Są takie pomysły, że Usagi wybrała Mamoru tylko, by mieć Chibiusę...
Poza tym Seiya poza Usagi kochał też swoją księżniczkę. O czym się też zapomina...
Pamiętamy 150 :) A Pamiętacie 129, gdy Usagi cierpiała, że Mamoru nie dzwoni? ;)
Owszem, mieli dużo scen - ale mimo tego na YouTube było o wiele więcej filmików z pairingiem Aragorn/Arwena (Faramir/Eowyna już nie, bo ta dwójka miała w filmie praktycznie rzecz biorąc tylko dwie sceny, w dodatku jak ktoś nie oglądał rozszerzonego RotK, a książki nie czytał, to mógł się nie zorientować, że między nimi coś jest). Ludzie jakoś w większości potrafili uszanować kanon.

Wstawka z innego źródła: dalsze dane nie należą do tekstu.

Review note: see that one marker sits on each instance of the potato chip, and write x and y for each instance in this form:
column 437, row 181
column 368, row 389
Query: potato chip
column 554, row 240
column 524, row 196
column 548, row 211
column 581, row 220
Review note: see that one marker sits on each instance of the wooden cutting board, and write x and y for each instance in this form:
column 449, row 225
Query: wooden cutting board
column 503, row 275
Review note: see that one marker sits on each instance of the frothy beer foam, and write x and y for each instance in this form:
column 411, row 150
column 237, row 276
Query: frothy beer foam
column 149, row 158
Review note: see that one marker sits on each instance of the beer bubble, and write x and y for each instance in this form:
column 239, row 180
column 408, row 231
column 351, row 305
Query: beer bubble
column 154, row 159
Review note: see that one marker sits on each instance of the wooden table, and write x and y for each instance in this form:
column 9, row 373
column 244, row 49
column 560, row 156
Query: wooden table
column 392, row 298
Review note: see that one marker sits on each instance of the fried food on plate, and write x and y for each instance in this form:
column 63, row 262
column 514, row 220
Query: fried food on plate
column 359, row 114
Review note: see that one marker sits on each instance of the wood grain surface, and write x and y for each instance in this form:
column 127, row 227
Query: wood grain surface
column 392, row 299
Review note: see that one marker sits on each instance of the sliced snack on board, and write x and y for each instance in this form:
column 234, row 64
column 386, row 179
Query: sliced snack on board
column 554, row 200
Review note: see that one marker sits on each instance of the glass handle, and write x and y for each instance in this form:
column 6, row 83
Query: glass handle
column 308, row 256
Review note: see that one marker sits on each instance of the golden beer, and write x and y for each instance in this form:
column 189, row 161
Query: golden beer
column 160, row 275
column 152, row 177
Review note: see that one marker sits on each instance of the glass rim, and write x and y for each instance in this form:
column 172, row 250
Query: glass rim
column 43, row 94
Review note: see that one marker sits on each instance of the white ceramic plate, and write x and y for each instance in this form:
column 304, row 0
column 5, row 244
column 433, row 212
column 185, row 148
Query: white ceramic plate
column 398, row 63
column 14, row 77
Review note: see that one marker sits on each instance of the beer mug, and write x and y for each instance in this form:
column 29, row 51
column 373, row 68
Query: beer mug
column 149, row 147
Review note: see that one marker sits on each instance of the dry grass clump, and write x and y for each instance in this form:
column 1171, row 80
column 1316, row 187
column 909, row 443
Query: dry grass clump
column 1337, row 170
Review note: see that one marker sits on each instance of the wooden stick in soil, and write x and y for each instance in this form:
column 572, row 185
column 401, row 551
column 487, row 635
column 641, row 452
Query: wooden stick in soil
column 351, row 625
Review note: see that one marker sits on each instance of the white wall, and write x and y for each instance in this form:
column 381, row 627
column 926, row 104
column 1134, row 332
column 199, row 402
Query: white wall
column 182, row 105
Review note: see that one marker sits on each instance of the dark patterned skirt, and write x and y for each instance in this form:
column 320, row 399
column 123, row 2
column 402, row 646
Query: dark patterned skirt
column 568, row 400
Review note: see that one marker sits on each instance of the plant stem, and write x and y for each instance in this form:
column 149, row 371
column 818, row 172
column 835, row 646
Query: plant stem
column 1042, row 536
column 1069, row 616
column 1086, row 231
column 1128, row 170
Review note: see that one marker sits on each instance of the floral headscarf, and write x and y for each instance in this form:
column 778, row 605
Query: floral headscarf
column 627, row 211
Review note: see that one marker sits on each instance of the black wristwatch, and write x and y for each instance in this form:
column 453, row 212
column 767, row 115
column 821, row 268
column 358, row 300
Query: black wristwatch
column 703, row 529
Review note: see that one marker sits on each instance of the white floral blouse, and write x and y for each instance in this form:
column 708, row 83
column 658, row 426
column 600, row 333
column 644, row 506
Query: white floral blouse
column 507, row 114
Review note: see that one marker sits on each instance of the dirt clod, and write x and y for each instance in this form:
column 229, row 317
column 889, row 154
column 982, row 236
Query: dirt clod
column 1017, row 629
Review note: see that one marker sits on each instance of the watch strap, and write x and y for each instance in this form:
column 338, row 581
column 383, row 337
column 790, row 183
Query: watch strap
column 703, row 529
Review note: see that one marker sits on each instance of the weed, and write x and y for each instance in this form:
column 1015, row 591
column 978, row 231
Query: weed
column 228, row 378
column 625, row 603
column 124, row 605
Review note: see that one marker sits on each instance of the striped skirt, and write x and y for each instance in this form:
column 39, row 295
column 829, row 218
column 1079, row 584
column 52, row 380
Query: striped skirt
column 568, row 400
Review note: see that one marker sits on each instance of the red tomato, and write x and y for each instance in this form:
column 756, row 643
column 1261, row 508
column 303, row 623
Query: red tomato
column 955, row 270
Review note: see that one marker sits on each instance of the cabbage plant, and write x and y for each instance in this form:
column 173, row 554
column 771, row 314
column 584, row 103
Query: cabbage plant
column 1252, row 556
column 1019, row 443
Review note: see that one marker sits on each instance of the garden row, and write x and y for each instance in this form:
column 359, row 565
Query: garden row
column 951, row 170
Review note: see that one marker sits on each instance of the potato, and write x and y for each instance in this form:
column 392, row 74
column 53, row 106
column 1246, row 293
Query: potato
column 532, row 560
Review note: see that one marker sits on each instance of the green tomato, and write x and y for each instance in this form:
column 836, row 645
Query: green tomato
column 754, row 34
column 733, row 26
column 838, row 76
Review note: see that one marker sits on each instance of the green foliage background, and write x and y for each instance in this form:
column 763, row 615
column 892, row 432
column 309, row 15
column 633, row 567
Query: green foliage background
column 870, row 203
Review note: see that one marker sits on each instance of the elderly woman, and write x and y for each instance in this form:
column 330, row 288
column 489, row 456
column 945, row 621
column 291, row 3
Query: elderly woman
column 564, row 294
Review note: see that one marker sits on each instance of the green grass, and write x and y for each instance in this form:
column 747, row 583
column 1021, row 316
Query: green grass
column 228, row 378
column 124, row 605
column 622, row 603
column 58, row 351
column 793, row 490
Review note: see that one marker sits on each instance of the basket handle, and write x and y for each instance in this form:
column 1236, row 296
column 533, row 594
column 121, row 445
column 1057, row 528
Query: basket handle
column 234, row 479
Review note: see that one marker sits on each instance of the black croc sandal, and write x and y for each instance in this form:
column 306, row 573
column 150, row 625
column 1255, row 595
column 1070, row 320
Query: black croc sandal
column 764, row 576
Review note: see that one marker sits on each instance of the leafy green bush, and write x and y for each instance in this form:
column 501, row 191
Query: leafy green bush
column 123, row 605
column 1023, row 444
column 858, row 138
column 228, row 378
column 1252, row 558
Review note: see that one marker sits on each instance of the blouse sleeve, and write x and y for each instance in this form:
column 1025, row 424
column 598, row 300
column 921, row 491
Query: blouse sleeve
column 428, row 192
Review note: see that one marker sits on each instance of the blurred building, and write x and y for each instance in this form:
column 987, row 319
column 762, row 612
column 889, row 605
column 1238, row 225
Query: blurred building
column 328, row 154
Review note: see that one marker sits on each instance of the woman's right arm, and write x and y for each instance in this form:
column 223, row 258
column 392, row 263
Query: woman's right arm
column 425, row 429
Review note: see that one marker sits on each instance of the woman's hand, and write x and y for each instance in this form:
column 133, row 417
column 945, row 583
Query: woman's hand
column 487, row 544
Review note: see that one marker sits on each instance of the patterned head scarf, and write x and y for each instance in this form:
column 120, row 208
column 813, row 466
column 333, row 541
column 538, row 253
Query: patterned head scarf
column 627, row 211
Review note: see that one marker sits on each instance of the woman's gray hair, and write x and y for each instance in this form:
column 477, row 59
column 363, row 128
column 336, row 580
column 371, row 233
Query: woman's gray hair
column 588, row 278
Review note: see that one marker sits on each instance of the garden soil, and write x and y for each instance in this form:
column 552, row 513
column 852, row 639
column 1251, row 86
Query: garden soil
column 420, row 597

W fandomie Sailor Moon też jest dużo więcej amvek o Usagi i Mamoru niż o Seiyi i Usie, ale może to wynikać również z tego, że po prostu w przypadku tego pierwszego pairingu jest aż 5 sezonów materiału, a tego drugiego tylko jeden).
"Ale przerobienie sceny głównej pary na swój fanfik? To niefajne..."
No właśnie... potem mniej zorientowani fani mogą się kłócić pod filmikiem, czy taka scena to fake czy nie (chyba coś takiego zresztą miało miejsce).
O tych pomysłach, że Usagi wybrała Mamoru tylko ze względu na Chibiusę (albo że było jej żal Mamorka), słyszałam. O pomijaniu miłości Seiyi do Kakyuu również wiem (swoją drogą to nigdy nie widziałam amvki o tym pairingu... przewijał się tylko w paru widzianych przeze mnie filmikach o Seiyi i Usagi).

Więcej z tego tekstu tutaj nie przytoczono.